Despite the challenges, AAPI diplomats are increasingly optimistic about change. They point to bipartisan support in Congress and also to Blinken.

Blinken “is familiar with the issue, he recognizes that it is a problem, he has acted on it before and made the only change so far that has helped,” said one diplomat.

As deputy secretary of state during the Obama administration, Blinken helped institute reform that required Diplomatic Security to tell diplomats if they had assignment restrictions and why. Before that, diplomats often weren’t aware until they applied for and got jobs in those countries.

Led by lawmakers such as Democratic Rep.

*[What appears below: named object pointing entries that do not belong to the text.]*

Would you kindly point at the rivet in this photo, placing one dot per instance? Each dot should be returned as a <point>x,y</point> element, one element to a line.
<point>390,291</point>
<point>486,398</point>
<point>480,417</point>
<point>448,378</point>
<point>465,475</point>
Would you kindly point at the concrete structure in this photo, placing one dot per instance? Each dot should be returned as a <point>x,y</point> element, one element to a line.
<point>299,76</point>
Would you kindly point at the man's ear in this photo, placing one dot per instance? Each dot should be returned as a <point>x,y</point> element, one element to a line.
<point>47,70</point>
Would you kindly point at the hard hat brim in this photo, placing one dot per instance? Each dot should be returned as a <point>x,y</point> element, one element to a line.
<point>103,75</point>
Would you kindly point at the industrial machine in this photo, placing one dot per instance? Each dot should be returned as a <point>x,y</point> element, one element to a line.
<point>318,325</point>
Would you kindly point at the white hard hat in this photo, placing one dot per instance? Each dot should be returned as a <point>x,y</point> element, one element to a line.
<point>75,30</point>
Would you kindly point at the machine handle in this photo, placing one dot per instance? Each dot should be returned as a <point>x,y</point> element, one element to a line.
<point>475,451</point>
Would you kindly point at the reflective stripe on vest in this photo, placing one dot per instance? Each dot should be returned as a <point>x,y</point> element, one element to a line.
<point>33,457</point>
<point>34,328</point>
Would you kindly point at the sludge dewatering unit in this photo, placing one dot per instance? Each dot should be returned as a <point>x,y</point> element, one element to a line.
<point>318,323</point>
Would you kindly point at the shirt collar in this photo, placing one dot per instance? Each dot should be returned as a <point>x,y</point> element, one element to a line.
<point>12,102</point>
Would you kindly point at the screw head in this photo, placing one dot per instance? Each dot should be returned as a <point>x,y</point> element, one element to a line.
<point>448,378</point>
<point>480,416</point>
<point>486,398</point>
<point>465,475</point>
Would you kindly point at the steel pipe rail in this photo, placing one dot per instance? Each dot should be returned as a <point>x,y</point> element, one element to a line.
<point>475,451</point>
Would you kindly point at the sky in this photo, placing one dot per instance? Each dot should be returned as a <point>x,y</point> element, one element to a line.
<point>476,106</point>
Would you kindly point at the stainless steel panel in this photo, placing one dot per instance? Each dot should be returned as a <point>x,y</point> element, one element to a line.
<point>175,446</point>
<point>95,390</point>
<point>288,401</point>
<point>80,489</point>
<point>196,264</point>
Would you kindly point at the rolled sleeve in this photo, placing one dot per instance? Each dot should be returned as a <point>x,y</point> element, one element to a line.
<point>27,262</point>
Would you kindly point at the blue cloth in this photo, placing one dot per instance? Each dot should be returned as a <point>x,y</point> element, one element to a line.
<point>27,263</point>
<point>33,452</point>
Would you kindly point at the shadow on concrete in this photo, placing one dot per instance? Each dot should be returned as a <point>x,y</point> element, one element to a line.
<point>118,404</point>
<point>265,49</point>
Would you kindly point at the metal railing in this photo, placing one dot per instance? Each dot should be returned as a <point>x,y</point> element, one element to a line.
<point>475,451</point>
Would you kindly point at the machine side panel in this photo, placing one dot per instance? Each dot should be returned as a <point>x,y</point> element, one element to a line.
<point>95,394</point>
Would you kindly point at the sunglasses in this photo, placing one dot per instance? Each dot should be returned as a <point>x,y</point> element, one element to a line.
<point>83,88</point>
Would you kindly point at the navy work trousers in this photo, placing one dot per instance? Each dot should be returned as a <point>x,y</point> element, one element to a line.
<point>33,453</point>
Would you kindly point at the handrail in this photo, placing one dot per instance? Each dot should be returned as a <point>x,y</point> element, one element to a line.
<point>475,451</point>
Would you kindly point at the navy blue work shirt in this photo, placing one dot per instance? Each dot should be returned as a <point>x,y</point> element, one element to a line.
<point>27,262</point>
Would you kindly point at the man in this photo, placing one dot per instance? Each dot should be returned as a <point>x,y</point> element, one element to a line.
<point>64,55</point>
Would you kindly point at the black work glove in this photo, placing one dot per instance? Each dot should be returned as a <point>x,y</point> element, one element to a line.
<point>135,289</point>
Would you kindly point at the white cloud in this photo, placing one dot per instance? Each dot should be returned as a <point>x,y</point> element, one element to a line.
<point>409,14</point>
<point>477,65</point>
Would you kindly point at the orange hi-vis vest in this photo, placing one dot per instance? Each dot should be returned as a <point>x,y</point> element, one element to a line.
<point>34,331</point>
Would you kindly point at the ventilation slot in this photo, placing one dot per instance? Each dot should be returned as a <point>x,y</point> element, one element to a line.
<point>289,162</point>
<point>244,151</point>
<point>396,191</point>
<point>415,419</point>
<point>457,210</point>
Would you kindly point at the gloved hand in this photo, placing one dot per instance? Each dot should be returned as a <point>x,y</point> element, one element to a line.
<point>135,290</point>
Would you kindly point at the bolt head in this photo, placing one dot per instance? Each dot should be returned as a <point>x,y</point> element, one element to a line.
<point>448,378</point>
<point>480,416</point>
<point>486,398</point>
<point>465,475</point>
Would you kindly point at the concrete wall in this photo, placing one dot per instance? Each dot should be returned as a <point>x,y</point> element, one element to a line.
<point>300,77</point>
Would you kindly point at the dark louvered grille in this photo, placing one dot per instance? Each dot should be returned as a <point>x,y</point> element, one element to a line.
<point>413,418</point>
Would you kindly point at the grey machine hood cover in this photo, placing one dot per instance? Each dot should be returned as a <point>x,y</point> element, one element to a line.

Joaquin Castro of Texas, Congress passed legislation in 2017 that created a formal process for diplomats to appeal their assignment restrictions within 30 days and required State to explain the number and nature of restrictions and preclusions in the last three years.

The process that has emerged is more of a review than an appeal, diplomats and House aides said. If diplomats ask for assignment restrictions to be reconsidered, they go back to the same office — Diplomatic Security — that made the original decision. And instead of explaining the nature of the restrictions, Diplomatic Security just sent lawmakers annual numbers with no elaboration.

The chairman of the House Foreign Affairs Committee, Democratic Rep. Gregory Meeks of New York, and the committee’s lead Republican, Rep. Michael McCaul of Texas, have added language to the Department of State Authorization Act of 2021 calling for an appeals process that wraps up within 60 days and mirrors the steps taken when a diplomat appeals the denial or retraction of their security clearance: The issue goes to another group within State to review.